The Importance of Measurement
One of the reasons that we find it difficult to discard bad ideas is that we don’t really measure our performance in software development very effectively.
Most metrics applied to software development are either irrelevant (velocity) or sometimes positively harmful (lines of code or test coverage).
In agile development circles it has been a long-held view that measurement of software team, or project performance, is not possible. Martin Fowler wrote about one aspect of this in his widely read Bliki in 2003.2
Fowler’s point is correct; we don’t have a defensible measure for productivity, but that is not the same as saying that we can’t measure anything useful.
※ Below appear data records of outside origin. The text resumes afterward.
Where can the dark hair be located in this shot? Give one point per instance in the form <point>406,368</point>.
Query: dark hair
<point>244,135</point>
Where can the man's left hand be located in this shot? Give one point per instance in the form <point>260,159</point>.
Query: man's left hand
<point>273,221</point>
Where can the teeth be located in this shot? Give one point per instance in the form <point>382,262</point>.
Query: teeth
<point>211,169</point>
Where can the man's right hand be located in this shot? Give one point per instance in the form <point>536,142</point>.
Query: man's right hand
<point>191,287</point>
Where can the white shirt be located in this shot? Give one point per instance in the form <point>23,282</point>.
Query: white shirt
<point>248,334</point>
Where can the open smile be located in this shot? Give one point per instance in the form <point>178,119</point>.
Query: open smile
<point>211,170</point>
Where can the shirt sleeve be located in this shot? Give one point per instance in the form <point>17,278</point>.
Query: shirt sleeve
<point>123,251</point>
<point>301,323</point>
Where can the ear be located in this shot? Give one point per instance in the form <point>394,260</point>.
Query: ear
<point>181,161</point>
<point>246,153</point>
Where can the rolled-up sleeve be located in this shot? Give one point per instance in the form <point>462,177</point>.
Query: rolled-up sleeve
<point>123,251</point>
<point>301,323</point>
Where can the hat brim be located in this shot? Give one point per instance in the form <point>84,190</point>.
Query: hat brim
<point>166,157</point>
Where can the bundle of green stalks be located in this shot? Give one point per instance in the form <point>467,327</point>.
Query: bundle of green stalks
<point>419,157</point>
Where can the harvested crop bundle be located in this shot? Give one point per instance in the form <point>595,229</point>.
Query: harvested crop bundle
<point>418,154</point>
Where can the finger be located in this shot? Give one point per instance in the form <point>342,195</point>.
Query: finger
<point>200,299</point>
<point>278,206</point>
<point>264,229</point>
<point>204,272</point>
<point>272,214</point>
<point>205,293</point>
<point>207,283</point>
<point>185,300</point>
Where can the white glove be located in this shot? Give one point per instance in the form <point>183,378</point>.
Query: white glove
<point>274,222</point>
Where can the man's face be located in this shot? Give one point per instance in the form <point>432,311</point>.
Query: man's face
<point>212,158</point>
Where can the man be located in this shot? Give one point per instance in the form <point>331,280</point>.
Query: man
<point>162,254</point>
The valuable work carried out by Nicole Fosgren, Jez Humble, and Gene Kim in the “State of DevOps” reports3 and in their book Accelerate: The Science of Lean Software & DevOps4 represents an important step forward in being able to make stronger, more evidence-based decisions. They present an interesting and compelling model for the useful measurement of the performance of software teams.
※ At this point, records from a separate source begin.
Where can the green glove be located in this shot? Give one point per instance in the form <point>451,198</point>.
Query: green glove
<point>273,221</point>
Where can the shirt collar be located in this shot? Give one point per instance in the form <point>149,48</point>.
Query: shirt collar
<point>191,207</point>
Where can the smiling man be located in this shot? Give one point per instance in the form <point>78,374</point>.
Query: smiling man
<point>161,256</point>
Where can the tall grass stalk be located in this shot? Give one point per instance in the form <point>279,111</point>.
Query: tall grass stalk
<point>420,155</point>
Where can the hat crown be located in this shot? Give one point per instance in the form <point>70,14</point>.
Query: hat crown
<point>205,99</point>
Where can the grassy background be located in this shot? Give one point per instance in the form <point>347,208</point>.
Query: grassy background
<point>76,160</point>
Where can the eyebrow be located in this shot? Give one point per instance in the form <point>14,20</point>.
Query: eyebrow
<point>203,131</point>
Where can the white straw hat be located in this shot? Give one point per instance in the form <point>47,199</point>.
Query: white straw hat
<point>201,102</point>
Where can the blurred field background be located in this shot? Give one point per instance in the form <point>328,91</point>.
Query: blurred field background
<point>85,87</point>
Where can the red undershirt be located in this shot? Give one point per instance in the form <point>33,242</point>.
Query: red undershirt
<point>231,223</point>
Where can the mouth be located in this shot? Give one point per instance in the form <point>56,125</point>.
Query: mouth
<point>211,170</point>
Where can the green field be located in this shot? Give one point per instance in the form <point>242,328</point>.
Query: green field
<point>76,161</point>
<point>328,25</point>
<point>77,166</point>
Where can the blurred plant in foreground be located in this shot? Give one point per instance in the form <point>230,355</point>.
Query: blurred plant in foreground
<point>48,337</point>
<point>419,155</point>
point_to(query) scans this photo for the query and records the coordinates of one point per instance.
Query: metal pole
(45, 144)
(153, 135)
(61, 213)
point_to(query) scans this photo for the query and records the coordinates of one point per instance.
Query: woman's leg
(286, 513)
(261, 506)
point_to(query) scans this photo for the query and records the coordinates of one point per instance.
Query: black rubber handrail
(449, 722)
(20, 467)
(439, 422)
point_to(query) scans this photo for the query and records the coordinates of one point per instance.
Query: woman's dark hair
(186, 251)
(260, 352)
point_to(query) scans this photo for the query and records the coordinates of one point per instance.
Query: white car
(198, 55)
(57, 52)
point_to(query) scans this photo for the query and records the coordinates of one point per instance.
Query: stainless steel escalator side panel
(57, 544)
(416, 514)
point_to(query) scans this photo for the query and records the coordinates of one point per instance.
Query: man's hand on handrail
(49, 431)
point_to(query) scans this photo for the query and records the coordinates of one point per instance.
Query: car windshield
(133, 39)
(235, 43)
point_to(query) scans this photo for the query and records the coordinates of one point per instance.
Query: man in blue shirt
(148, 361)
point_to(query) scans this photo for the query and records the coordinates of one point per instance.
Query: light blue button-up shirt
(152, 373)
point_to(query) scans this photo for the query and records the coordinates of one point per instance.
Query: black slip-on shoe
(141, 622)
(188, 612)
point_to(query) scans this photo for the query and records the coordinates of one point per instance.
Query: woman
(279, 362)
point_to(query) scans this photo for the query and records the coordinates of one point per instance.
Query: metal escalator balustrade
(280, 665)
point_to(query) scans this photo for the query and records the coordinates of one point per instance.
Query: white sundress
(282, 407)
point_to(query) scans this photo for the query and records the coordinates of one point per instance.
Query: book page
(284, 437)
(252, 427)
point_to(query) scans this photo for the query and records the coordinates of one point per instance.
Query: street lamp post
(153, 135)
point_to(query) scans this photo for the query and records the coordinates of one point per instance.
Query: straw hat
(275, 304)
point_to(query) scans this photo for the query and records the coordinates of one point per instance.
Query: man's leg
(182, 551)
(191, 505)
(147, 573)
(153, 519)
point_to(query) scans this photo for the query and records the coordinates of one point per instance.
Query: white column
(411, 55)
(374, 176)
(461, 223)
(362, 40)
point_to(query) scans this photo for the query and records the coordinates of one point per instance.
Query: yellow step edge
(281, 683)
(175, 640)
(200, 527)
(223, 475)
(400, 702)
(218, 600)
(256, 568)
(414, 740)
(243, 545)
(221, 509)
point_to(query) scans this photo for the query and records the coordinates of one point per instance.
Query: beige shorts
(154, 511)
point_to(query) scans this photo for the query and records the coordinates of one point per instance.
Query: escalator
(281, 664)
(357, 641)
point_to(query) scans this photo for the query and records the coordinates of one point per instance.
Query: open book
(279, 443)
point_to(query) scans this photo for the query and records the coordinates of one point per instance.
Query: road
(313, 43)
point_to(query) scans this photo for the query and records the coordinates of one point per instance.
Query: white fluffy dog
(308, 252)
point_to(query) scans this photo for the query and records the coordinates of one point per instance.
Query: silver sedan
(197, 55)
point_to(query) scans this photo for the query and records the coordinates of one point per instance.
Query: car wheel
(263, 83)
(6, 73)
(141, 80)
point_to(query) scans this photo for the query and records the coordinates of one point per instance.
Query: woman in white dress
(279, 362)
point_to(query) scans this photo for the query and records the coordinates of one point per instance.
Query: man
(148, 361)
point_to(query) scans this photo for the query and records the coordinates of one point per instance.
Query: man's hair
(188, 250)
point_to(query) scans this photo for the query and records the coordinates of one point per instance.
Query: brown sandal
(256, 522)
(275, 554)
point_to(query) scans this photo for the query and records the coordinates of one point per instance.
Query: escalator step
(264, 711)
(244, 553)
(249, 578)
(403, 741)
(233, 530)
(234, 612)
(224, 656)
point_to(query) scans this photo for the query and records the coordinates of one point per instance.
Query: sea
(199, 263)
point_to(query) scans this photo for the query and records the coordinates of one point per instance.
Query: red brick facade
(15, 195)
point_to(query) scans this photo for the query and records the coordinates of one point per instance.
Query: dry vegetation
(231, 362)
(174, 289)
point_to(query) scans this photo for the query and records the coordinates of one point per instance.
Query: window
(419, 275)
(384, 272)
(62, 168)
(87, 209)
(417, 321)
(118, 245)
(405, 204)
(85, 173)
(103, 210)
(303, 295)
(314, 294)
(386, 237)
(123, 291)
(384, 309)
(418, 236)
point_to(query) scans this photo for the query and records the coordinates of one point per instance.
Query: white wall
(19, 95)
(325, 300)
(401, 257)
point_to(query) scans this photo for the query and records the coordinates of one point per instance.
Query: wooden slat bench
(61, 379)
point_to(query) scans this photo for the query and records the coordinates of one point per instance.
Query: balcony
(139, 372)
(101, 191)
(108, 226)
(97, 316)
Interestingly, they don’t attempt to measure productivity; rather, they evaluate the effectiveness of software development teams based on two key attributes. The measures are then used as a part of a predictive model. They cannot prove that these measures have a causal relationship with the performance of software development teams, but they can demonstrate a statistical correlation.
The measures are stability and throughput. Teams with high stability and high throughput are classified as “high performers,” while teams with low scores against these measures are “low performers.”
The interesting part is that if you analyze the activities of these high- and low-performing groups, they are consistently correlated. High-performing teams share common behaviors. Equally, if we look at the activities and behaviors of a team, we can predict their score, against these measures, and it too is correlated. Some activities can be used to predict performance on this scale.
For example, if your team employs test automation, trunk-based development, deployment automation, and about ten other practices, their model predicts that you will be practicing continuous delivery. If you practice continuous delivery, the model predicts that you will be “high performing” in terms of software delivery performance and organizational performance.
Alternatively, if we look at organizations that are seen as high performers, then there are common behaviors, such as continuous delivery and being organized into small teams, that they share.
Measures of stability and throughput, then, give us a model that we can use to predict team outcomes.
Stability and throughput are each tracked by two measures.
Stability is tracked by the following:
Change Failure Rate: The rate at which a change introduces a defect at a particular point in the process
Recovery Failure Time: How long to recover from a failure at a particular point in the process
Measuring stability is important because it is really a measure of the quality of work done. It doesn’t say anything about whether the team is building the right things, but it does measure that their effectiveness in delivering software with measurable quality.
Throughput is tracked by the following:
Lead Time: A measure of the efficiency of the development process. How long for a single-line change to go from “idea” to “working software”?
Frequency: A measure of speed. How often are changes deployed into production?
Throughput is a measure of a team’s efficiency at delivering ideas, in the form of working software.
How long does it take to get a change into the hands of users, and how often is that achieved? This is, among other things, an indication of a team’s opportunities to learn. A team may not take those opportunities, but without a good score in throughput, any team’s chance of learning is reduced.
These are technical measures of our development approach. They answer the questions “what is the quality of our work?” and “how efficiently can we produce work of that quality?”
These are meaningful ideas, but they leave some gaps. They don’t say anything about whether we are building the right things, only if we are building them right, but just because they aren’t perfect does not diminish their utility.
Interestingly, the correlative model that I described goes further than predicting team size and whether you are applying continuous delivery. The Accelerate authors have data that shows significant correlations with much more important things.
For example, organizations made up of high-performing teams, based on this model, make more money than orgs that don’t. Here is data that says that there is a correlation between a development approach and the commercial outcome for the company that practices it.
It also goes on to dispel a commonly held belief that “you can have either speed or quality but not both.” This is simply not true. Speed and quality are clearly correlated in the data from this research. The route to speed is high-quality software, the route to high-quality software is speed of feedback, and the route to both is great engineering.